Framing consolidation as offline reinforcement learning addresses the selectivity problem: rather than uniformly strengthening all recent memories or relying solely on broad emotional arousal, the hippocampus selectively reinforces high-value trajectories and strategies. CA3-generated simulations expand the space of candidate futures beyond direct experience, while CA1 valuation filters and strengthens those likely to maximize rewards. This mechanism explains preferential consolidation of reward-related content, aligns with observed value-biased reactivation during SWRs and sleep, and integrates hippocampal roles in episodic construction, planning, and decision-making. By mapping hippocampal computations onto Dyna-like architectures, the perspective bridges neural phenomena (replay/preplay, CA3 recurrence, CA1 valuation), behavior (improved decision-making), and computation (model-based simulation complementing value updates). The framework generates testable predictions about replay value dependence, the impact of manipulating CA3–CA1 plasticity, and differential contributions of CA3 vs. CA1 to diversity vs. selection, providing avenues to evaluate consolidation as a strategy-derivation process.

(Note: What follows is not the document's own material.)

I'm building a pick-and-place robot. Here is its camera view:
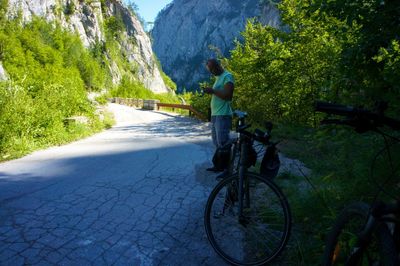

Integrating recent empirical and theoretical advances, the authors propose that hippocampal processes underlying memory consolidation can be understood as a form of offline reinforcement learning. In this view, CA3 simulates diverse potential experiences, and CA1 selectively reinforces high-value sequences, transforming past experiences into actionable future strategies. This perspective complements existing roles attributed to consolidation, such as schema formation and semantic abstraction, and emphasizes the hippocampus’s predictive, decision-oriented functions. Conceptualizing consolidation through reinforcement learning offers a unifying framework that links neural dynamics, behavior, and computation, and suggests concrete, testable predictions for future research.

As a theoretical perspective, the article presents no new empirical data. Key mechanisms remain incompletely characterized, including the precise value dependence of CA1 activity during SWRs, the differentiation of positive versus negative value processing during replay, and the specificity with which emotional arousal influences which experiences are consolidated. The serial organization of the CA3–CA1 circuit complicates causal interpretation of manipulations targeting each subregion. Predictions such as stronger value dependence in CA1 than CA3 replay and the effects of blocking CA3–CA1 plasticity require targeted experimental testing. Generalizability beyond spatial tasks and across species, contexts, and timescales also needs empirical validation.